Var-Matin (Fréjus / Saint-Raphaël)
Entre politique et Gilets jaunes, le cours Lafayette fait grise mine à Toulon
« Personne ne parle de
Noël ici… » Grise mine ce mardi matin sur le cours Lafayette, à Toulon. Il n’y a pas grand monde entre les étals. Les paniers, eux, n’excèdent pas le kilo sur les balances. Et, entre oignons et pommes de terre, l’allocution d’Emmanuel Macron ne passe pas. Un coup de pouce de 100 euros pour le Smic ? « J’ai peur de passer imposable », relève Hélène, derrière un cabas au motif écossais. Une suppression de la hausse de la CSG pour les pensions de retraites de moins de 2000 euros ? « Et un mois en Ehpad (établissement d’hébergement pour personnes âgées dépendantes, Ndlr), ça coûte combien ? », vocifère Lucien sous son béret.
« Il n’y a plus personne sur le marché » D’autres ont des solutions plus radicales. Émile, lui, veut «guillotiner le roi Macron, comme du temps de la
Révolution ! » Rien que ça. Sous sa casquette Jo, le fleuriste, tremble. La retraite, c’est pour bientôt. « En janvier normalement (il aura 67 ans, Ndlr), souffle-t-il. Mais je vais continuer à bosser, je n’ai pas les moyens
de m’arrêter. » Sa concubine touche 800 euros de pension depuis 2008. « Et ça n’a jamais été revalorisé », se lamente-t-il. Depuis le début des manifestations des Gilets jaunes, il y a trois semaines, Jo a constaté une perte de « plus de 50 % de son chiffre d’affaires », à une période où il travaille traditionnellement
très bien. « Je compense en limitant les pertes, explique-til. Il n’y a plus personne sur le marché en ce moment, il faut bien qu’on s’adapte. Moi, j’achète moitié moins. D’ailleurs, je n’ai pas encore installé mes compositions florales de Noël. » « Redistribuer quoi, au juste ? » À l’arrivée, le salaire de Jo est famélique (à peine 900 euros), en regard du nombre d’heures passées sur le macadam. « Avant, j’étais agriculteur, mais j’ai arrêté: on ne gagne plus, on n’investit plus», regrette ce fan du RCT élevé à La Crau. « À la campagne, on est moins que rien. » Levé à 4 h 30, son voisin, John le maraîcher, n’a aucun jour de repos. Et entre deux palettes, il trouve le temps de manifester au péage de
Bandol. « Certains veulent arrêter le mouvement, mais la majorité est toujours remontée (contre Emmanuel Macron, Ndlr), reprend ce père de famille de 34 ans. Ces annonces, ça ne suffira pas. Il a mis de l’eau dans son vin, mais ce n’est pas ce que le
peuple attend. » Pendant ce temps, les petites mains du marché mangent de plus en plus tard. Aujourd’hui, c’est à 14 heures. Demain ? Et ce weekend ? Henri hausse les épaules.

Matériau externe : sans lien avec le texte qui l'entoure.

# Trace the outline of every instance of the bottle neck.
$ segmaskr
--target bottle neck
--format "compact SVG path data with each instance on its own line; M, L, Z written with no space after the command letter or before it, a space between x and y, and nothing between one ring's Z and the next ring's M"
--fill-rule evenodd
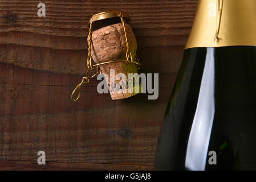
M256 0L198 0L185 48L256 46Z

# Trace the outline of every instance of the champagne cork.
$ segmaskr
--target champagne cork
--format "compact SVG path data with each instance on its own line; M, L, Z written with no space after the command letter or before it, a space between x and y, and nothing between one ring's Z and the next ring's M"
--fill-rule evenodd
M127 33L127 40L132 59L136 60L137 42L132 29L128 23L128 20L125 18L125 26ZM91 55L96 64L109 61L127 60L127 47L125 32L124 26L120 17L96 20L93 22L92 27L94 27L94 29L92 29L91 36ZM88 39L88 43L89 40ZM134 88L132 88L133 92L132 93L131 93L131 89L130 92L128 90L128 82L132 81L129 79L128 74L137 73L136 64L128 64L127 61L115 62L100 65L100 68L101 73L105 73L108 77L108 82L107 84L112 100L128 98L138 93L135 92ZM111 74L111 69L114 69L114 74L113 74L113 69L112 73ZM111 75L115 79L119 73L123 73L126 76L126 85L124 84L124 81L120 81L120 80L115 81L111 80ZM136 78L135 81L133 80L133 81L139 81L139 78ZM140 85L139 83L138 84L139 88L141 88ZM125 90L126 91L124 91Z

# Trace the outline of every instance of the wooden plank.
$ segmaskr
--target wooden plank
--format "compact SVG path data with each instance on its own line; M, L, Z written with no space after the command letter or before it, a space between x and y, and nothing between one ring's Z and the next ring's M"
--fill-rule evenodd
M46 16L41 18L36 14L38 3L34 1L21 3L16 0L10 3L9 1L2 1L0 12L3 18L0 19L0 32L29 32L58 36L86 38L88 22L94 14L119 10L130 15L136 36L145 37L145 40L149 40L150 36L157 37L156 40L161 36L162 40L169 36L170 39L168 42L170 43L173 40L172 36L186 36L189 34L197 5L196 0L54 2L46 0L44 3L46 6ZM11 42L17 43L14 38ZM185 40L185 39L176 39L176 43L183 45ZM27 40L23 42L27 43ZM51 42L43 42L50 46L52 44ZM159 43L161 46L162 42ZM148 43L148 42L144 45L150 45ZM31 41L28 46L35 46L35 42Z
M115 164L94 164L78 163L47 162L46 165L38 165L35 162L6 161L0 162L2 170L43 170L43 171L152 171L155 170L151 165L127 165Z
M172 81L161 82L156 101L112 101L95 81L77 102L70 96L79 76L0 64L0 160L35 160L43 150L54 162L153 164L176 75L162 76Z
M139 48L140 73L177 74L184 46ZM87 50L59 50L14 44L0 45L0 63L48 71L54 73L84 75Z

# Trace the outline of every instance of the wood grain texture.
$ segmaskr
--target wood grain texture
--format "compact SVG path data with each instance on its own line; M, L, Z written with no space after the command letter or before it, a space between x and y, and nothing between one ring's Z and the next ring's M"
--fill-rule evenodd
M0 169L151 170L166 104L196 0L0 1ZM88 22L96 13L131 16L140 73L159 73L159 97L112 101L86 71ZM37 152L47 164L36 163Z

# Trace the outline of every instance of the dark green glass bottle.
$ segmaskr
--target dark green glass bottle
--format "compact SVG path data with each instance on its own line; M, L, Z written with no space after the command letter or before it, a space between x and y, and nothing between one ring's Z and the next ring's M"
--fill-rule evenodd
M199 1L197 12L209 7L200 5L203 1ZM252 6L250 0L243 2L244 7ZM227 16L224 7L229 4L222 3L222 16ZM224 18L220 24L221 46L213 40L215 46L192 43L185 50L159 139L159 169L256 169L256 41L223 42L229 22ZM189 39L196 39L192 35Z

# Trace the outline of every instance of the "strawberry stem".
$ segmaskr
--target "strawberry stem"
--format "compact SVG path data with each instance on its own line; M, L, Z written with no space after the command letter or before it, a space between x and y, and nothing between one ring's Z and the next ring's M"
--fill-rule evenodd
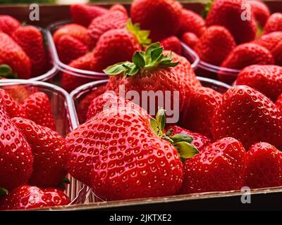
M133 55L133 63L122 62L108 67L104 72L109 76L124 73L125 77L134 76L140 70L152 70L158 67L175 67L178 62L172 63L172 53L163 54L164 48L159 42L149 45L146 51L137 51Z

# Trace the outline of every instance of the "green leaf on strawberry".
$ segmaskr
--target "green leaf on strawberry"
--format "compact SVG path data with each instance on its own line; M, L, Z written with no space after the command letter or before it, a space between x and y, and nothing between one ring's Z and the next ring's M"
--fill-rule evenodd
M130 19L126 24L126 30L136 37L140 45L147 46L151 44L151 39L148 38L149 31L142 30L139 23L133 25L132 20Z
M140 70L152 70L157 67L175 67L178 62L172 62L172 53L163 54L164 48L159 42L149 46L146 51L137 51L133 57L133 63L122 62L108 67L104 72L109 76L124 73L125 77L133 76Z

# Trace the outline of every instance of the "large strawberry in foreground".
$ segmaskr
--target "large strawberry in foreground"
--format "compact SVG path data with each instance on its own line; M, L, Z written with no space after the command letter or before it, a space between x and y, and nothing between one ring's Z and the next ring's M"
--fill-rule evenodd
M183 193L240 190L245 184L245 150L233 138L207 146L183 165Z
M282 114L272 101L247 86L231 87L223 94L213 118L214 139L232 136L244 147L268 142L282 146Z
M197 150L187 135L164 134L164 116L128 107L100 112L68 135L69 172L109 200L175 194L183 181L176 148L185 158Z
M0 210L28 210L68 203L69 198L60 190L23 185L0 200Z
M4 109L0 96L0 188L11 190L27 181L32 171L33 155Z
M253 145L247 153L246 184L252 188L282 186L282 153L268 143Z

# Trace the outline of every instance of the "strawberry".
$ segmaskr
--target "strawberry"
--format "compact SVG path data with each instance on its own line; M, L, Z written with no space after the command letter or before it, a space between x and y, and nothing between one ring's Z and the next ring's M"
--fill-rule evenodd
M272 53L272 51L274 50L275 46L279 43L281 39L282 32L277 31L264 34L259 39L252 41L252 43L260 45L267 49L270 52Z
M37 124L56 131L56 122L51 108L51 102L45 93L36 92L25 99L22 106L25 110L27 119Z
M86 114L87 120L90 120L101 111L114 107L118 109L122 107L135 107L135 110L139 110L141 113L147 115L147 112L143 108L139 107L139 105L137 106L137 105L131 103L131 102L127 99L117 96L115 93L112 91L106 91L91 101Z
M185 32L182 35L182 41L192 49L195 49L195 46L199 41L198 37L192 32Z
M241 70L250 65L274 64L274 60L271 53L264 47L253 43L242 44L237 46L221 63L221 67ZM221 72L219 79L228 83L232 83L235 77L226 77Z
M211 143L211 140L204 136L204 135L198 133L192 132L184 128L178 126L170 126L167 128L168 131L171 133L171 135L173 136L177 134L185 134L188 136L190 136L193 141L191 142L191 145L197 148L199 151L202 151L205 146Z
M282 66L282 39L271 53L275 60L275 64Z
M88 34L87 29L82 25L70 23L59 28L53 34L53 39L56 46L61 37L65 35L73 37L87 46L90 49L93 46L91 38Z
M102 110L66 138L70 174L108 200L175 194L183 176L176 148L185 158L198 152L186 135L163 133L163 110L154 120L135 107Z
M278 108L278 109L282 112L282 93L277 98L276 101L275 102L275 105Z
M180 75L173 68L178 65L177 62L172 62L173 60L172 54L166 56L163 54L163 48L160 47L159 43L152 44L148 46L146 52L136 52L133 57L133 63L120 63L104 70L111 76L107 89L118 94L121 85L124 85L125 94L133 90L137 91L139 96L141 96L140 102L147 103L142 107L152 115L155 115L158 106L164 107L165 104L164 108L167 110L168 107L178 105L177 109L181 112L189 104L190 88L187 82L181 80L184 75ZM151 91L149 94L144 95L142 91ZM179 96L174 96L176 94L174 91ZM154 93L153 96L150 94L152 93ZM161 105L159 105L159 101L155 101L154 104L150 104L152 101L151 98L156 100L156 93L166 98L161 103L159 103ZM150 98L149 101L148 98Z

« Un jour, c’est des opérations escargot, le lendemain c’est les barrages… Un jour les Gilets, le lendemain les jeunes. Résultat: on râle, mais on ne sait même plus pourquoi. » Ce qui semble être un mauvais signe pour le commerce. Et le sexagénaire de poursuivre, goguenard: «On lui demande de redistribuer, mais redistribuer quoi au juste? Il n’y a plus d’écart entre les minima sociaux et les salaires. » John a « peur
de l’avenir » et ne se fait aucune illusion. À l’arrivée, c’est lui qui paiera les pots cassés. Autant remettre le gilet. Et prier que les autres
suivent. « On n’en est plus à 100 euros aujourd’hui. On veut du (revenu) net (non
imposable, Ndlr). Vivre seul, c’est très dur aujourd’hui. Mon ex-femme touche 980 euros par mois : notre fille mange avec ma pension de 200 euros.